This evening I stayed home, owing to bad weather and severe back pain that made any movement nearly impossible. Apparently, I can keep the pain at bay when reluctantly I resort to some prescription pain killer, and repeat the process about every five hours. My brother four years my junior is confined to a wheelchair, and I am going to do my best to keep moving by whatever means necessary until I lie down and die. There is work to be done on every front (e.g., The Voice of Truth International, Gospel Gazette Online and other literature and books to format for publishing, lessons to write, etc.) prior to my departure on January 30, Lord willing for five weeks in Guyana, South America. The e-tickets have been purchased, and all systems are go, as long as I succeed at pain management.

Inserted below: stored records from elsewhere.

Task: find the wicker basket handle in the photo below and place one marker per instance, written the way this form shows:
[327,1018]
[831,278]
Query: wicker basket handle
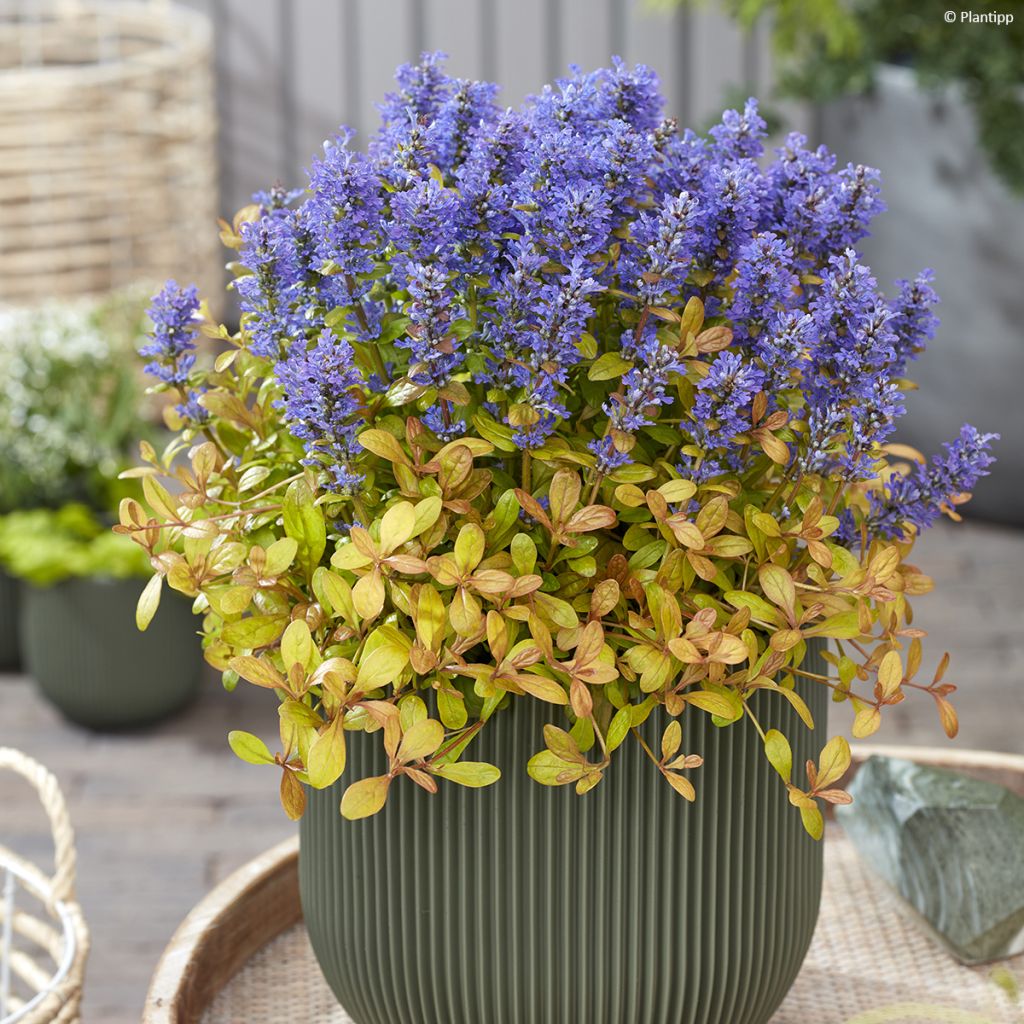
[52,800]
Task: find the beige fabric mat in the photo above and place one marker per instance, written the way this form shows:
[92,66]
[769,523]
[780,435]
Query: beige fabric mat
[869,964]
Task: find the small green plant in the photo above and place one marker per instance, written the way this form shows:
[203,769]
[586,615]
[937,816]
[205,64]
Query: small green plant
[557,406]
[46,546]
[70,417]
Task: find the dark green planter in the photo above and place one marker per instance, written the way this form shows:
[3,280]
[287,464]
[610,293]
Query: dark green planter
[520,904]
[80,643]
[8,622]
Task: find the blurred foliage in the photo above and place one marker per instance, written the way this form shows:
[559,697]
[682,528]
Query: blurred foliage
[832,48]
[71,410]
[45,546]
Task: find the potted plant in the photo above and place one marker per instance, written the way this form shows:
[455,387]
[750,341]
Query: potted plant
[934,97]
[72,414]
[553,449]
[80,583]
[69,412]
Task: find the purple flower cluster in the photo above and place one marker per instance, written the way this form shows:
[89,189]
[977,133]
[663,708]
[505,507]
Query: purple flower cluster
[918,499]
[724,397]
[474,254]
[322,400]
[645,388]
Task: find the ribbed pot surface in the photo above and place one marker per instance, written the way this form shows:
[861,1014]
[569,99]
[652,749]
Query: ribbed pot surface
[80,643]
[521,904]
[8,622]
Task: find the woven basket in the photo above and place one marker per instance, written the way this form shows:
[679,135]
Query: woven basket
[108,165]
[43,939]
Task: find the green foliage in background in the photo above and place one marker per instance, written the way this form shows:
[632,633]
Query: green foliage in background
[71,410]
[45,546]
[832,48]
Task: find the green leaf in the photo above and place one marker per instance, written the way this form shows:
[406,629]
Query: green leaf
[148,601]
[327,756]
[619,729]
[814,823]
[280,556]
[421,739]
[843,626]
[365,798]
[890,673]
[469,546]
[384,445]
[297,645]
[381,667]
[293,797]
[523,552]
[549,769]
[779,754]
[397,526]
[721,701]
[250,748]
[335,593]
[257,631]
[471,773]
[257,671]
[304,523]
[452,710]
[672,738]
[834,762]
[760,608]
[778,587]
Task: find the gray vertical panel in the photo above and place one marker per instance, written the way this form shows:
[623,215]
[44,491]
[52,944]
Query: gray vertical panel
[350,53]
[287,16]
[317,73]
[250,57]
[418,28]
[616,25]
[454,28]
[386,40]
[795,115]
[717,61]
[489,66]
[587,39]
[554,40]
[681,98]
[520,33]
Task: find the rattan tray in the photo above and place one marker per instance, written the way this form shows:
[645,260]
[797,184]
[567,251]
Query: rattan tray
[243,953]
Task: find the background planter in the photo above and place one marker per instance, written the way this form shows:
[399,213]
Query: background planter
[520,904]
[947,211]
[80,643]
[8,622]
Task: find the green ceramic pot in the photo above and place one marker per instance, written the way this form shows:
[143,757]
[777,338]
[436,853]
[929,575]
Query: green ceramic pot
[80,643]
[520,904]
[8,622]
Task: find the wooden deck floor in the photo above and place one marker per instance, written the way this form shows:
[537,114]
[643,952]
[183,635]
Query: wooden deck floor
[162,816]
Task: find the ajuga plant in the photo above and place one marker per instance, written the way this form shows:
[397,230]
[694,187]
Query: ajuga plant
[550,404]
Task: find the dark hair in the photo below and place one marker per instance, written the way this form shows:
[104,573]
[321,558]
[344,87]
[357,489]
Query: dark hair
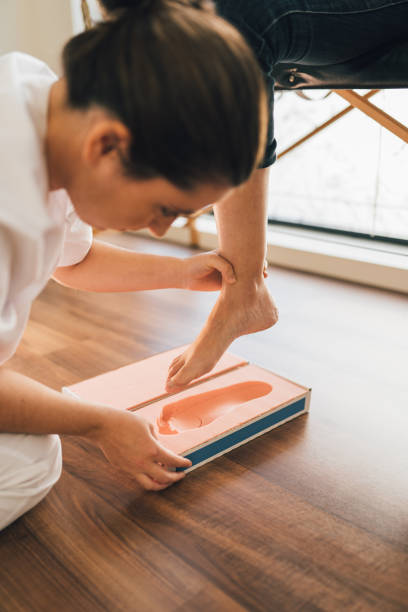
[182,80]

My blog is essentially “my dear diary” and self-inflicted therapy, I suppose. Yet, it does help me keep my friends, family, Christian brethren, encouragers and supports abreast of happenings related to me and efforts put forth respecting the cause of Christ. In any case, the price is right for a personal outlet and may serve some other purpose as well.

Busy Days

December 11, 2015

96 dpi 4x6 truck driver and palletYesterday (12/10/15) the main focus of the day for us in Winona, MS was the arrival of thousands of pieces of literature (i.e., The Voice of Truth International #86, books and tracts). Volunteers from the Huntsville Church of Christ outside French Camp, MS and from the West President Church of Christ in Greenwood, MS were on hand to help unload the truck and place the items in the various locations where they were to go in the warehouse. The brethren who helped us do that also assisted in some additional areas (i.e., stuffing envelopes with copies of The Voice of Truth International for mailing, etc.).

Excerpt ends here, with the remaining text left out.